Reputation: 101
I am trying to figure out how to determine the slope trend from best fit lines that have points. Basically, once I have the trend in the slope, I want to plot multiple other lines with that trend in the same plot. For example:
This plot is basically what I want to do, but I am not sure how to do it. As you can see, it has several best fit lines with points that have slopes and intersect at x = 6. After those lines, it has several lines that are based on the trend from the other slopes. I am assuming that using this code I can do something similar, but I am unsure how to manipulate the code to do what I want.
import numpy as np
import pandas as pd
import matplotlib.pyplot as plt
# simulate some artificial data
# =====================================
df = pd.DataFrame( { 'Age' : np.random.rand(25) * 160 } )

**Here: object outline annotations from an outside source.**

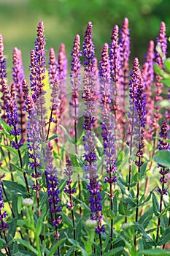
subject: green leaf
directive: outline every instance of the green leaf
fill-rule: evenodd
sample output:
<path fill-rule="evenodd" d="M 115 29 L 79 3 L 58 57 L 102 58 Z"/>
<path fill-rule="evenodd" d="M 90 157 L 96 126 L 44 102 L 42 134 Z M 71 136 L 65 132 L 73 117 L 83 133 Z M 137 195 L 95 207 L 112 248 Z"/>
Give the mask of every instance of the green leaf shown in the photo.
<path fill-rule="evenodd" d="M 145 162 L 141 167 L 141 171 L 140 171 L 141 179 L 143 178 L 145 176 L 145 173 L 147 172 L 147 162 Z"/>
<path fill-rule="evenodd" d="M 170 108 L 170 102 L 168 99 L 163 99 L 158 102 L 158 105 L 161 108 Z"/>
<path fill-rule="evenodd" d="M 170 151 L 167 150 L 157 151 L 153 159 L 158 164 L 170 167 Z"/>
<path fill-rule="evenodd" d="M 41 213 L 41 216 L 39 217 L 38 221 L 36 225 L 36 236 L 38 238 L 39 235 L 41 234 L 42 232 L 42 219 L 46 214 L 46 210 L 47 207 L 46 206 L 44 206 L 44 208 L 42 209 L 42 211 Z"/>
<path fill-rule="evenodd" d="M 136 229 L 139 233 L 140 233 L 142 236 L 144 238 L 144 239 L 146 241 L 148 241 L 150 243 L 151 243 L 152 245 L 155 245 L 155 243 L 153 241 L 153 240 L 150 237 L 150 236 L 148 236 L 146 232 L 144 231 L 144 227 L 142 225 L 137 223 L 137 222 L 135 222 L 134 224 L 134 228 Z"/>
<path fill-rule="evenodd" d="M 82 137 L 85 135 L 85 130 L 82 131 L 82 133 L 77 140 L 76 145 L 79 145 L 82 142 Z"/>
<path fill-rule="evenodd" d="M 134 175 L 134 181 L 140 181 L 140 180 L 141 180 L 141 175 L 140 175 L 140 173 L 136 173 Z"/>
<path fill-rule="evenodd" d="M 61 212 L 60 214 L 62 216 L 63 222 L 66 223 L 69 228 L 73 229 L 73 224 L 72 220 L 65 214 L 63 212 Z"/>
<path fill-rule="evenodd" d="M 105 252 L 103 255 L 103 256 L 113 256 L 115 253 L 117 253 L 119 252 L 123 251 L 123 249 L 124 249 L 124 247 L 123 247 L 123 246 L 120 246 L 120 247 L 117 247 L 117 248 L 112 249 L 109 252 Z"/>
<path fill-rule="evenodd" d="M 112 211 L 111 209 L 107 209 L 107 216 L 108 217 L 112 218 L 112 219 L 115 218 L 114 213 L 112 212 Z"/>
<path fill-rule="evenodd" d="M 143 251 L 138 252 L 138 254 L 144 255 L 152 255 L 152 256 L 170 256 L 170 252 L 161 249 L 160 248 L 154 248 L 145 249 Z"/>
<path fill-rule="evenodd" d="M 163 83 L 166 86 L 170 87 L 170 78 L 161 79 L 161 82 Z"/>
<path fill-rule="evenodd" d="M 154 193 L 152 193 L 152 205 L 153 205 L 153 212 L 156 217 L 158 217 L 159 216 L 159 203 Z"/>
<path fill-rule="evenodd" d="M 123 203 L 122 201 L 119 203 L 119 213 L 122 215 L 129 216 L 130 211 L 127 209 L 126 203 Z"/>
<path fill-rule="evenodd" d="M 72 139 L 72 138 L 70 137 L 70 135 L 69 135 L 67 130 L 66 129 L 66 128 L 64 127 L 63 127 L 63 125 L 60 124 L 59 127 L 62 129 L 62 130 L 64 132 L 65 135 L 66 135 L 66 138 L 68 138 L 68 140 L 69 140 L 69 142 L 72 144 L 75 144 L 75 142 L 74 140 Z"/>
<path fill-rule="evenodd" d="M 4 180 L 3 183 L 7 189 L 12 194 L 17 194 L 22 196 L 25 194 L 25 196 L 27 196 L 26 188 L 23 186 L 18 184 L 17 182 Z"/>
<path fill-rule="evenodd" d="M 160 69 L 159 66 L 158 66 L 157 64 L 154 64 L 153 67 L 154 67 L 154 70 L 155 71 L 155 72 L 158 75 L 161 75 L 163 78 L 169 78 L 169 75 L 166 73 L 165 72 L 162 71 Z"/>
<path fill-rule="evenodd" d="M 158 244 L 158 246 L 165 244 L 168 243 L 170 241 L 170 227 L 169 227 L 166 230 L 165 233 L 162 236 L 161 241 Z"/>
<path fill-rule="evenodd" d="M 75 249 L 75 246 L 73 245 L 72 247 L 70 247 L 70 249 L 67 251 L 66 254 L 65 255 L 65 256 L 70 256 L 72 252 Z"/>
<path fill-rule="evenodd" d="M 7 148 L 7 150 L 9 150 L 9 151 L 13 153 L 14 154 L 15 154 L 16 156 L 18 156 L 18 151 L 16 149 L 9 147 L 9 146 L 4 146 L 4 145 L 0 145 L 0 146 Z"/>
<path fill-rule="evenodd" d="M 75 197 L 73 196 L 73 198 L 75 200 L 76 203 L 80 203 L 81 206 L 82 206 L 89 213 L 90 213 L 90 208 L 86 205 L 86 203 L 85 203 L 84 202 L 82 202 L 81 200 L 76 198 Z"/>
<path fill-rule="evenodd" d="M 14 171 L 16 170 L 20 170 L 20 172 L 23 172 L 24 171 L 23 169 L 22 169 L 21 167 L 20 167 L 19 166 L 18 166 L 16 165 L 10 163 L 9 165 L 14 169 Z"/>
<path fill-rule="evenodd" d="M 50 141 L 50 140 L 53 140 L 55 139 L 55 138 L 58 138 L 58 137 L 61 137 L 61 136 L 60 136 L 60 135 L 53 135 L 53 136 L 49 138 L 47 142 L 49 142 L 49 141 Z"/>
<path fill-rule="evenodd" d="M 161 44 L 157 44 L 156 45 L 156 51 L 159 53 L 159 55 L 161 56 L 161 57 L 163 59 L 164 58 L 164 54 L 163 54 L 163 52 L 162 50 L 162 48 L 161 48 Z"/>
<path fill-rule="evenodd" d="M 0 125 L 7 135 L 10 135 L 11 127 L 9 127 L 1 118 L 0 118 Z"/>
<path fill-rule="evenodd" d="M 16 227 L 17 227 L 17 218 L 12 219 L 12 220 L 10 222 L 9 227 L 8 230 L 8 236 L 7 236 L 7 240 L 9 241 L 10 240 L 12 240 L 15 237 L 15 232 L 16 232 Z"/>
<path fill-rule="evenodd" d="M 38 255 L 38 252 L 27 241 L 23 239 L 15 239 L 15 241 L 19 242 L 20 244 L 23 245 L 25 247 L 28 248 L 30 251 L 33 252 L 35 255 Z"/>
<path fill-rule="evenodd" d="M 115 216 L 117 216 L 117 195 L 115 194 L 113 197 L 113 212 Z"/>
<path fill-rule="evenodd" d="M 164 61 L 165 68 L 168 72 L 170 72 L 170 58 L 167 58 Z"/>

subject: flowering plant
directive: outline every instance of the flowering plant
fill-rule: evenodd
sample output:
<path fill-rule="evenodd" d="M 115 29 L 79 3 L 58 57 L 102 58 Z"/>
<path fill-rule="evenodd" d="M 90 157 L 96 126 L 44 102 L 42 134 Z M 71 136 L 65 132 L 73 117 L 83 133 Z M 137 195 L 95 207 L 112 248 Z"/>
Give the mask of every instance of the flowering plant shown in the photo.
<path fill-rule="evenodd" d="M 127 18 L 98 67 L 92 28 L 69 67 L 64 44 L 46 61 L 41 21 L 29 81 L 15 48 L 12 84 L 0 35 L 0 255 L 170 255 L 165 23 L 142 67 Z"/>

df['Length'] = df['Age'] * 0.88 + np.random.rand(25) * 5000
# plot those data points
# ==============================
fig, ax = plt.subplots()
ax.scatter(df['Length'], df['Age'])
# Now add on a line with a fixed slope of 0.03
slope = 0.03
# A line with a fixed slope can intercept the axis
# anywhere so we're going to have it go through 0,0
x_0 = 0
y_0 = 0
# And we'll have the line stop at x = 5000
x_1 = 5000
y_1 = slope (x_1 - x_0) + y_0
# Draw these two points with big triangles to make it clear
# where they lie
ax.scatter([x_0, x_1], [y_0, y_1], marker='^', s=150, c='r')
# And now connect them
ax.plot([x_0, x_1], [y_0, y_1], c='r')
plt.show()
Upvotes: 2
Views: 2637
Reputation: 72
I just modified your code a little bit over here. Basically what you need is a piecewise function. Under a certain value you have different slopes but all end up with 3000, after that the slop is just 0.
The plot is as follows:
import numpy as np
import pandas as pd
import matplotlib.pyplot as plt
# simulate some artificial data
# =====================================
df = pd.DataFrame( { 'Age' : np.random.rand(25) * 160 } )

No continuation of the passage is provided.